Is there a cleaner method, maybe using Matrix or Vector math? The equations are extremely long. I broke the equation for c.z up into a few parts to try and reduce typos.

(c.x - a.x)^2 + (c.y - a.y)^2 + (c.z - a.z)^2 = ac^2
a = [0, 0, 0]
x^2 + y^2 + z^2 = AC^2

(c.x - b.x)^2 + (c.y - b.y)^2 + (c.z - b.z)^2 = bc^2

known variables

b.x, b.y, b.z, c.y, ab, ac, bc

find c.x and c.z

below is my equations coded in ruby that has passed my unit tests so far.

c.x = ( ac**2 - bc**2 + b.x**2 + b.y**2 - 2*c.y*b.y + b.z**2 - 2*c.z*b.z ) / (2*b.x)

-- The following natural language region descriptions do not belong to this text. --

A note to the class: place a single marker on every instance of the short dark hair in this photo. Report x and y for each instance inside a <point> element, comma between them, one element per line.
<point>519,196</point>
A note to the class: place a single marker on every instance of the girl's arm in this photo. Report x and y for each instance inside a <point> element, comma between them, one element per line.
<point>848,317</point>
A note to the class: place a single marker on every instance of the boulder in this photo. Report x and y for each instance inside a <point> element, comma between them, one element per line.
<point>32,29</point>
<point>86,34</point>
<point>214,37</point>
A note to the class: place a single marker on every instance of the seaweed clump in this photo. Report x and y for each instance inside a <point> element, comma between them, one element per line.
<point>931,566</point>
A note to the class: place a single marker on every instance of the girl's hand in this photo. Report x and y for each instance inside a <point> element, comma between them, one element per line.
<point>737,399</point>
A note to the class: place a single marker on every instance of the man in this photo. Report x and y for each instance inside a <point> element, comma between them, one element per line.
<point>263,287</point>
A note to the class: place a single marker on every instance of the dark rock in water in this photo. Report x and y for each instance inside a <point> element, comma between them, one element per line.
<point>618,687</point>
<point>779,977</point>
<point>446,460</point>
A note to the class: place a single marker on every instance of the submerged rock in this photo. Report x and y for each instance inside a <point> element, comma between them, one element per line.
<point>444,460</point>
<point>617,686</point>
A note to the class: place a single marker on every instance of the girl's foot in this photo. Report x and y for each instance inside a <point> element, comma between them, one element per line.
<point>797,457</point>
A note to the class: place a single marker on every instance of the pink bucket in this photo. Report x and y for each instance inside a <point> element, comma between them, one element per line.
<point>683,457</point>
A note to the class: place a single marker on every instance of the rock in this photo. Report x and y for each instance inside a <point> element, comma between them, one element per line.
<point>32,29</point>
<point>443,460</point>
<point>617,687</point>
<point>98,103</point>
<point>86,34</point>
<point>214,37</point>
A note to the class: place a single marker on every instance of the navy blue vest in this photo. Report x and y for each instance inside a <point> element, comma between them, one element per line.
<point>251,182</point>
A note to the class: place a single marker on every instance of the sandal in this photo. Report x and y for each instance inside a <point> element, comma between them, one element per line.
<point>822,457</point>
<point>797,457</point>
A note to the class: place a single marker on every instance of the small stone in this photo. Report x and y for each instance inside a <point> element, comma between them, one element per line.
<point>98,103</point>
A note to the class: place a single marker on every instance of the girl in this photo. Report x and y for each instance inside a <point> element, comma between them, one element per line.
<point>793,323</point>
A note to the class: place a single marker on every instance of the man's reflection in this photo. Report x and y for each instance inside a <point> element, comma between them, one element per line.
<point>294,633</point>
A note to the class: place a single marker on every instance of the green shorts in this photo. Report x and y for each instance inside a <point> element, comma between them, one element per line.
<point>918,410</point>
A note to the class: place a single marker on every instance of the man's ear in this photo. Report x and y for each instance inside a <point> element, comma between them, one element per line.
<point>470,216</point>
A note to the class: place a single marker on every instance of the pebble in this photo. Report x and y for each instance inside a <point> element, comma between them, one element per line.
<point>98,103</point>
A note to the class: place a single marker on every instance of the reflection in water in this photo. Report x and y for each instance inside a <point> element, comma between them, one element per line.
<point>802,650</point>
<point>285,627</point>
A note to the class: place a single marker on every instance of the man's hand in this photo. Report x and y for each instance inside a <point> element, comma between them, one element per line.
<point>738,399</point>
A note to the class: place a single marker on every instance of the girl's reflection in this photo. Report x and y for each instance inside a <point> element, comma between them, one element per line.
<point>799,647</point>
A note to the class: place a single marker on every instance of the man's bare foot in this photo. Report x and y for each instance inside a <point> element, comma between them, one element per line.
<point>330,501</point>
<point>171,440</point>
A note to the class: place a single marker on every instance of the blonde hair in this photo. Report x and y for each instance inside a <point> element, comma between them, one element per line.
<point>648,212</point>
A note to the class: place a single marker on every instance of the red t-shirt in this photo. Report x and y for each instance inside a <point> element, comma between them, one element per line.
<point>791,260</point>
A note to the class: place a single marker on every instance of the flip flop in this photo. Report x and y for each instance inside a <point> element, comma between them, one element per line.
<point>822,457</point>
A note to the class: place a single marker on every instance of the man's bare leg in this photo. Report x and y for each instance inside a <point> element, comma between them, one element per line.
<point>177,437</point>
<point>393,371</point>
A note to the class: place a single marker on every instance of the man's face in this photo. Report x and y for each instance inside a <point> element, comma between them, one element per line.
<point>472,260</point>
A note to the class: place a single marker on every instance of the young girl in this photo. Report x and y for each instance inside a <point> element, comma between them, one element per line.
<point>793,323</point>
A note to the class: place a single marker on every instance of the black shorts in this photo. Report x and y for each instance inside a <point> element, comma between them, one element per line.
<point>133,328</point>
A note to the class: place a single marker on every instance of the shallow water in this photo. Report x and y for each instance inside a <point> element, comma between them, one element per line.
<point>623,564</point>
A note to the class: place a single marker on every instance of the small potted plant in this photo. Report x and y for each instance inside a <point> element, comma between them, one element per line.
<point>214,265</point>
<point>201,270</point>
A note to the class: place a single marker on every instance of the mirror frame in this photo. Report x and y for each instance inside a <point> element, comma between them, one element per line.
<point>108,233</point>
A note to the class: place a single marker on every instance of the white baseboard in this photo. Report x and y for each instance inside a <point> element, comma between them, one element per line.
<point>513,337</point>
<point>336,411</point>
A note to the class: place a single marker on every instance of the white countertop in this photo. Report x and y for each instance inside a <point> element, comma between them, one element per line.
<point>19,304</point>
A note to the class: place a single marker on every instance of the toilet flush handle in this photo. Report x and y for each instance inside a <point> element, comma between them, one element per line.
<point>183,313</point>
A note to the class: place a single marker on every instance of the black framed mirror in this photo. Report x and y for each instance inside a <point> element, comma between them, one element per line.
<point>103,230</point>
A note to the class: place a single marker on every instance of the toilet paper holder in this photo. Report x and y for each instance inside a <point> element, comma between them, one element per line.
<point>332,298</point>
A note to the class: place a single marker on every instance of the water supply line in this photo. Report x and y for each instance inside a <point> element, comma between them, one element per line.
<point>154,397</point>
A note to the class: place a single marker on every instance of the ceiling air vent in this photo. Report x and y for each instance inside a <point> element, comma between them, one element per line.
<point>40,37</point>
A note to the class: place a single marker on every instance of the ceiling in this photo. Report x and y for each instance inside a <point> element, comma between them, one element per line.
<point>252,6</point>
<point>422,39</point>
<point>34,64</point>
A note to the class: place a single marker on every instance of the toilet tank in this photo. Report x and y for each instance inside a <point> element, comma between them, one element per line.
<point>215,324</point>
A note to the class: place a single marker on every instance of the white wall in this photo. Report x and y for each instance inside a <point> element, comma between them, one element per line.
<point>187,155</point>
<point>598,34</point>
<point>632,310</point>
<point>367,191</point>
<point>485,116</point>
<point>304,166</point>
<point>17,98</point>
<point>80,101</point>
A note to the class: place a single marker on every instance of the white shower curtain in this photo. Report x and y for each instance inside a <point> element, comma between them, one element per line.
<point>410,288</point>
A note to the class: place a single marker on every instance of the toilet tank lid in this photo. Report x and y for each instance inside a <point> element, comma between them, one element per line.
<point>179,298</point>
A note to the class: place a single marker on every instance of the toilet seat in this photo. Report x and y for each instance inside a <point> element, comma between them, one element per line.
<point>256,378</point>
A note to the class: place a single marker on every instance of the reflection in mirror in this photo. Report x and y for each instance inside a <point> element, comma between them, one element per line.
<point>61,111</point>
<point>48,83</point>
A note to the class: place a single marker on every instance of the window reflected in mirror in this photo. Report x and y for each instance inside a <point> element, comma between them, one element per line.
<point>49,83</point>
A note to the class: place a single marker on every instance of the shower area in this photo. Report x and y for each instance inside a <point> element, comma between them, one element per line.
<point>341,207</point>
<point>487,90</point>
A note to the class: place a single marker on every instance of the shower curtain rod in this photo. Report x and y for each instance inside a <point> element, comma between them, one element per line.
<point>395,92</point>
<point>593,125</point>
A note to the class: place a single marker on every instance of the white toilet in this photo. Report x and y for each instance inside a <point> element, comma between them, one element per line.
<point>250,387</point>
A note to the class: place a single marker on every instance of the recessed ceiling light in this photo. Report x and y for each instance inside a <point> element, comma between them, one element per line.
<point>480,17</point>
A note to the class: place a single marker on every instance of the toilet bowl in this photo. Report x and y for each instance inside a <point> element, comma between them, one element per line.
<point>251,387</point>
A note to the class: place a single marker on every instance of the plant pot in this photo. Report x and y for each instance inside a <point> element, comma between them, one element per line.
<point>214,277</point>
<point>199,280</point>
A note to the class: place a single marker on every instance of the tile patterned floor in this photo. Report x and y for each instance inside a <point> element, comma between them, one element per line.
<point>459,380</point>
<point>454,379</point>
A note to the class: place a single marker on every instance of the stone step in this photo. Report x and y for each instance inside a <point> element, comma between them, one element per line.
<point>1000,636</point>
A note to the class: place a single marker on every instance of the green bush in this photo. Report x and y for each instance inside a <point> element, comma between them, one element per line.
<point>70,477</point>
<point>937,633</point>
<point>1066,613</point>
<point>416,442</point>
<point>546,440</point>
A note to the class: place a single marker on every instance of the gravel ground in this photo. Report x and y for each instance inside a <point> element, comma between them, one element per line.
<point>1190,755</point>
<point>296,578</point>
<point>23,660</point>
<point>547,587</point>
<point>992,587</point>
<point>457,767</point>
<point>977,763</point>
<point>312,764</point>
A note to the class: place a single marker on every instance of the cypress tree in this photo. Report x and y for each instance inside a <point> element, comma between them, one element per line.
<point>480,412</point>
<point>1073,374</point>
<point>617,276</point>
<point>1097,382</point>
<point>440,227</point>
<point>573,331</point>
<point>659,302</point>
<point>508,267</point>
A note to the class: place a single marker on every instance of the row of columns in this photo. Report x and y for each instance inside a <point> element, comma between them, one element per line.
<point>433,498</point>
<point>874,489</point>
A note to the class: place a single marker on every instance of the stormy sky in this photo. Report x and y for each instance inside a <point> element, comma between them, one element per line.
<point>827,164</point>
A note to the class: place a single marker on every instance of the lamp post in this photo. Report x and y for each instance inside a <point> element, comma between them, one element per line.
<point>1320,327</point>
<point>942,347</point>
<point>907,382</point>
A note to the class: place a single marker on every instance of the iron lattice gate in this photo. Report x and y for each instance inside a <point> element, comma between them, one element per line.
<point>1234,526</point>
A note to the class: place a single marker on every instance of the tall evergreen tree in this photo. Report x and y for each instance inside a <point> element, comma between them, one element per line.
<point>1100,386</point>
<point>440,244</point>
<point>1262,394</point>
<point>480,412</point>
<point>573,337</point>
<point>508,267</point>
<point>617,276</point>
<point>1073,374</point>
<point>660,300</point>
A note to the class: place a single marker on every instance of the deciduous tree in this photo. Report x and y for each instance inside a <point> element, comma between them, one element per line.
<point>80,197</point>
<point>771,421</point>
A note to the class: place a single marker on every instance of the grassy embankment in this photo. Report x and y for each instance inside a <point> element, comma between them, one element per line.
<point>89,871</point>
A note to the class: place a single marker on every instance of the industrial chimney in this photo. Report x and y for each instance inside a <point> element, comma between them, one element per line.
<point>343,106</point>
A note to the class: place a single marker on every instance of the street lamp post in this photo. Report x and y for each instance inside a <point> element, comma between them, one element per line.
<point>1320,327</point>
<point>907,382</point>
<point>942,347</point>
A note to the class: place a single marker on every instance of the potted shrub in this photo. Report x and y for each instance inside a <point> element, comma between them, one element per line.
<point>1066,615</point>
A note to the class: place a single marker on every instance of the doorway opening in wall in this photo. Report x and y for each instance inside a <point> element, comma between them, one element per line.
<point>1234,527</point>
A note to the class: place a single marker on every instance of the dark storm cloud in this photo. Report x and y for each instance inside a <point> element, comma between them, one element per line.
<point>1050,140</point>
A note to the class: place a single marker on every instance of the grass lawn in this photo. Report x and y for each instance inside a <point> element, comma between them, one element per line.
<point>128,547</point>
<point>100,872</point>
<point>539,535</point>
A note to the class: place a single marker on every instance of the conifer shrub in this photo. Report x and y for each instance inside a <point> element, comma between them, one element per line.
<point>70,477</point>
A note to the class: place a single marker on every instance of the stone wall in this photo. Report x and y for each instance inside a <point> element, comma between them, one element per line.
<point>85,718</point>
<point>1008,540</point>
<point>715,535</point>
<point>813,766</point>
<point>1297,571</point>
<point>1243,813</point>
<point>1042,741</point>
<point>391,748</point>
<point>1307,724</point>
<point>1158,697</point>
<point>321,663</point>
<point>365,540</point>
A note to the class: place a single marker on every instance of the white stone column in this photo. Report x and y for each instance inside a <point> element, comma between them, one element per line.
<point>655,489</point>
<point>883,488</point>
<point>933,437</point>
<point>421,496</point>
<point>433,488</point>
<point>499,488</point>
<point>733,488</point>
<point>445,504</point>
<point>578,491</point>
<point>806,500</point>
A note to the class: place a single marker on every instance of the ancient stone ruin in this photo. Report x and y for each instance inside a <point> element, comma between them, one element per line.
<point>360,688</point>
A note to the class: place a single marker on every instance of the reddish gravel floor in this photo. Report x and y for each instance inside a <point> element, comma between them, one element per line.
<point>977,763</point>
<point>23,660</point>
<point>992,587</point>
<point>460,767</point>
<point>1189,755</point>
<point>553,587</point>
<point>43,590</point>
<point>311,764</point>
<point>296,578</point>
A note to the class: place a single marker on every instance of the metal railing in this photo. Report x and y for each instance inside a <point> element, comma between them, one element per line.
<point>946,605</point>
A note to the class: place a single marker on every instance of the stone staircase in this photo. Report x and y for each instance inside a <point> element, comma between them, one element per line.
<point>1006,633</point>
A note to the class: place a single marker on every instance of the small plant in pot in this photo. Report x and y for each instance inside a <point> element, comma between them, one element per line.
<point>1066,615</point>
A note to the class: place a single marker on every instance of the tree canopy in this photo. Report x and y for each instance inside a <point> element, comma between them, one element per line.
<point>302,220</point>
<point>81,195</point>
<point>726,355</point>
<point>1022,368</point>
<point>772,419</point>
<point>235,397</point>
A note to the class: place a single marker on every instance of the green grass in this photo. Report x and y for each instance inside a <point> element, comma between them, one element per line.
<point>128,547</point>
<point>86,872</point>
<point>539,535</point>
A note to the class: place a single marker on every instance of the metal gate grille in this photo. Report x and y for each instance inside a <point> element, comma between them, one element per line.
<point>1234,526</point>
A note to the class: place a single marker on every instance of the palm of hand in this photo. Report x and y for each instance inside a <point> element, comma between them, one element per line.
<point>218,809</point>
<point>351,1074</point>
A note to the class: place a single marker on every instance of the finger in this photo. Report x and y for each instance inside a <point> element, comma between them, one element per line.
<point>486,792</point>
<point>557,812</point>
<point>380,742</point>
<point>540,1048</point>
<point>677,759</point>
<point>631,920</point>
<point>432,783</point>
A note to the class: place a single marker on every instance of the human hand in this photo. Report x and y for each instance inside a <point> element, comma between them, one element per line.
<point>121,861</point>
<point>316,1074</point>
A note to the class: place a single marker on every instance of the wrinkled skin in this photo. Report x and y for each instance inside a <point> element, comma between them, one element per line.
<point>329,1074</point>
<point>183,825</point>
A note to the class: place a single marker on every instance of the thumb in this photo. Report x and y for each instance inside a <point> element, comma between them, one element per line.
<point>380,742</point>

aa = 4*ac**2*b.z - 4*bc**2*b.z + 4*b.x**2*b.z + 4*b.y**2*b.z - 8*c.y*b.y*b.z + 4*b.z**3
bb = 2*ac**2*bc**2 - ac**4 + 2*ac**2*b.x**2 - 2*ac**2*b.y**2 + 4*ac**2*b.y*c.y + 2*ac**2*b.z**2 - bc**4 + 2*bc**2*b.x**2 + 2*bc**2*b.y**2 - 4*bc**2*b.y*c.y + 2*bc**2*b.z**2 - b.x**4 - 2*b.x**2*b.y**2 + 4*b.x**2*b.y*c.y - 2*b.x**2*b.z**2 - 4*b.x**2*c.y**2 - b.y**4 + 4*b.y**3*c.y - 2*b.y**2*b.z**2 - 4*b.y**2*c.y**2 + 4*b.y*b.z**2*c.y - b.z**4 - 4*b.z**2*c.y**2
c.z = 4*b.x**2 * ( ((aa) / 8*b.x**2) + (Math.sqrt(bb) / (2*b.x)) ) / (4*b.x**2 + 4*b.z**2)

Answer 2

If you have the points $A$ and $B$ and the distance from $C$ to them, that is $AC$ and $BC$, for sure your point $C$ must belong on the intersection of two spheres, centered at $A$ and $B$, with radius $AC$ and $BC$, respectively. But this intersection should be a circle. Then you have to use other information about $C$ to determine it (its $y$-coordinates, for example).

Edit: as observed by Zev Chonoles, this does not work if the circle of intersection is contained on the $xz$-plane.